In an announcement last weekend at its Partners in Learning Global Forum 2012 in Prague, the company (Microsoft) said via an investment of up to $75 million, it will try to raise digital access for educational materials in Africa. It will partner with six global humanitarian organizations to achieve this, including World Vision Inc., the British Council, SOS Children’s Villages International, Catholic Relief Services, Plan Ltd., and the International Rescue Committee, reported by TechCrunch.
The partnership will hit the ground running by funding one project named, “Spark a Child’s Digital Future.” This will begin early next year in Kenya, then move around sub-Saharan Africa and greater areas over the course of five years.

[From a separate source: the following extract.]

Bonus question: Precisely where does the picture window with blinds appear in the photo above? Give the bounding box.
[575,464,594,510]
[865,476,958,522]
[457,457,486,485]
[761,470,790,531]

Through a collaboration, efforts from numerous organizations, such as its partners, World Vision and the British Council, Intel Corporation and Microsoft will offer their expertise.
A software donation will come from Microsoft Corporation, along with information and communications technology training. Intel and the British Council and World Vision will share their expertise from educational program execution, content development, measurement, and evaluation.
The donations will go toward raising digital access in classrooms via devices and infrastructure. They will also contribute to teacher training in this area. The ultimate goal of the program is to encourage the students to seek employment, begin their own businesses, and add to their local economies via learning current digital skills, reported TechCrunch.
Microsoft’s $75 million investment in just one of the many projects from the company’s bigger initiative,Microsoft YouthSpark. This has been created to give opportunities for hundreds of millions of youths from around the world. With partnerships including governments, nonprofits, and businesses, Microsoft Corporation wants to empower youths to achieve their full potential through connections of more education, employment, and entrepreneurship opportunities.
The company states on its website, “We want to empower youth to change their world.”
This weekend’s announcement follows Thursday’s news by Microsoft that it would contribute an additional $250 million to its Partners In Learning Project. This is a global professional development program that gives teachers the requisite skills to teach IT and other “future-looking subjects” according to TechCrunch.
Microsoft Corporation introduced the program in 2003 and to date, it has invested $750 million into it.